Friday, March 17, 2017

Q&A with Tim Pears

Tim Pears, photo by Rory Carnegie
Tim Pears is the author of the new novel The Horseman, the first in a trilogy set in World War I-era England. His other books include In the Place of Fallen Leaves and In a Land of Plenty. He lives in Oxford, England.

Q: How did you come up with the idea for The Horseman and for your main character, Leo?

A: Our grandfather was a young gunnery officer in the Battle of Jutland, the greatest naval battle in history, in 1916. That was the seed, though his experience as such won’t feature in the trilogy.

Jutland itself comes in Book Three. Leo will be a Boy Seaman on one of the British ships. Gradually I worked backwards from there, and The Horseman is Leo’s childhood.

Q: What type of research did you do to recreate the part of England where the book is set in 1911?

A: I visited museums, walked in the landscape, spoke to people and watched horses. But most significantly I came across memoirs written by old men and women of their rural childhoods in the early years of the 20th century. The life they described was so interesting, I knew this was the childhood milieu of the story’s characters.

Q: Did you plan all three books in the trilogy out before you started writing the first one, or have you ended up making changes in what you thought would happen?

A: I planned all three, but made innumerable changes. Minor details in Book One provided answers to unexpected questions in Book Two; a character glanced in passing returned in Book Three. This was an entirely new phenomenon for me as a writer, and rather wonderful.

Q: What does the book say about the English class structure before World War I?

A: I had nothing new to say about class. Of course it was rigid in 1912, particularly out in the country. Class is both economic and social. I had to keep my own socialist impulses and beliefs away from the characters and let them be themselves as individuals rather than ciphers.

The two main characters will transcend their class restrictions – it’s a love story. Social divisions can be overcome with personal courage. Economic divisions are different, a matter of power, and remain almost as strong today as they did then.

Q: What are you working on now?

A: Book Three in the trilogy. I’m describing a remarkable incident after the end of World War One when the German admiral commanding the fleet of surrendered warships in Scapa Flow in the Orkneys, north of Scotland, secretly ordered them scuttled. Before the British navy could do anything about it, almost all were lost beneath the ocean.

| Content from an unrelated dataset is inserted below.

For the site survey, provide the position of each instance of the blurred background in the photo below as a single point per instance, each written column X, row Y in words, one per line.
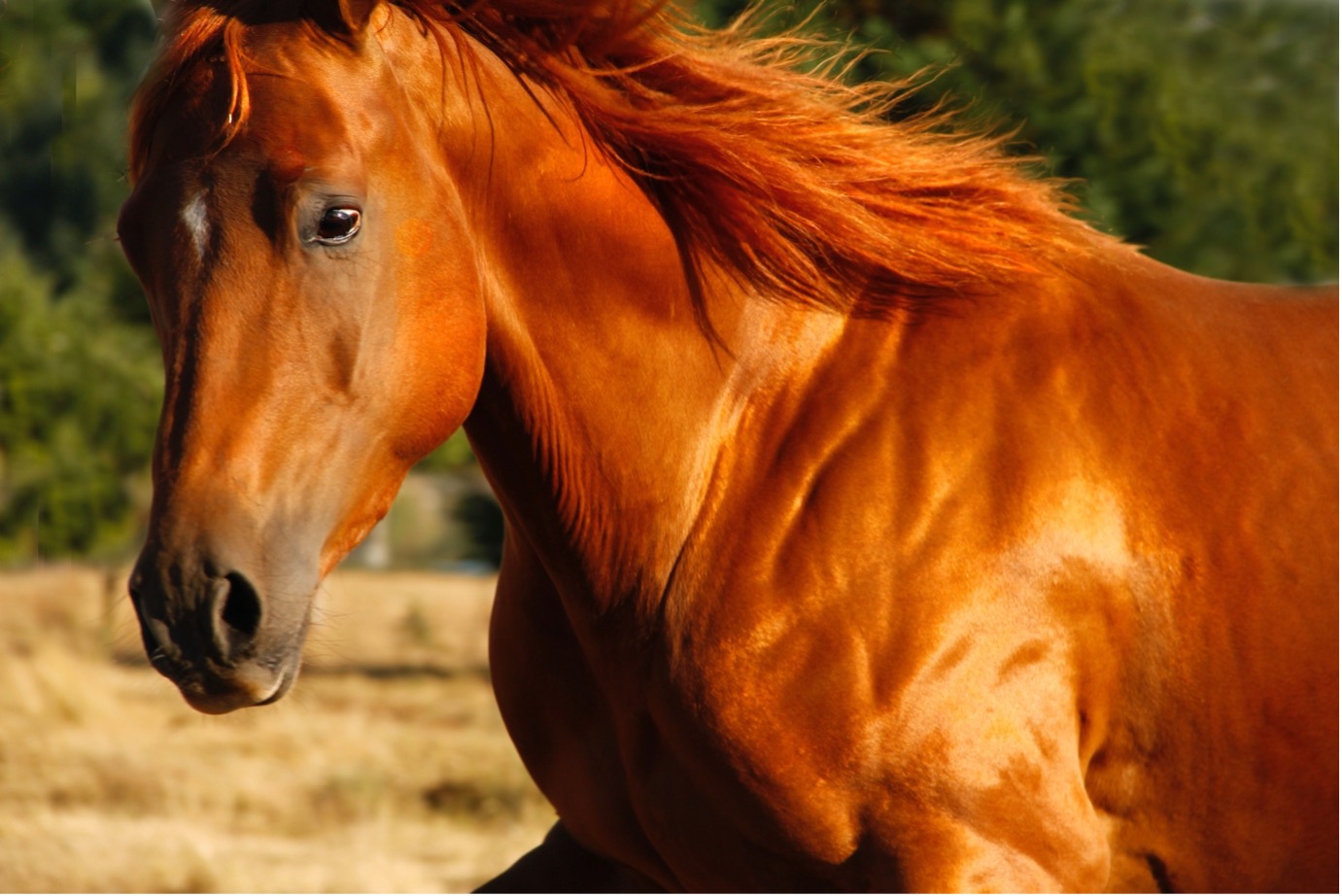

I’ve just come across interviews with old people who that day in June 1919 were children taken around the Flow on an excursion to look at the huge German ships, which they suddenly realized were sinking all around them, in dramatic, noisy, bubbling convulsions. What a perspective!

Q: Anything else we should know?

A: The Horseman is being compared to Thomas Hardy’s novels, which is an enormous compliment, but actually the three novelists who have directly inspired me in writing this trilogy are all American, and are never mentioned. So I’d better not mention them myself.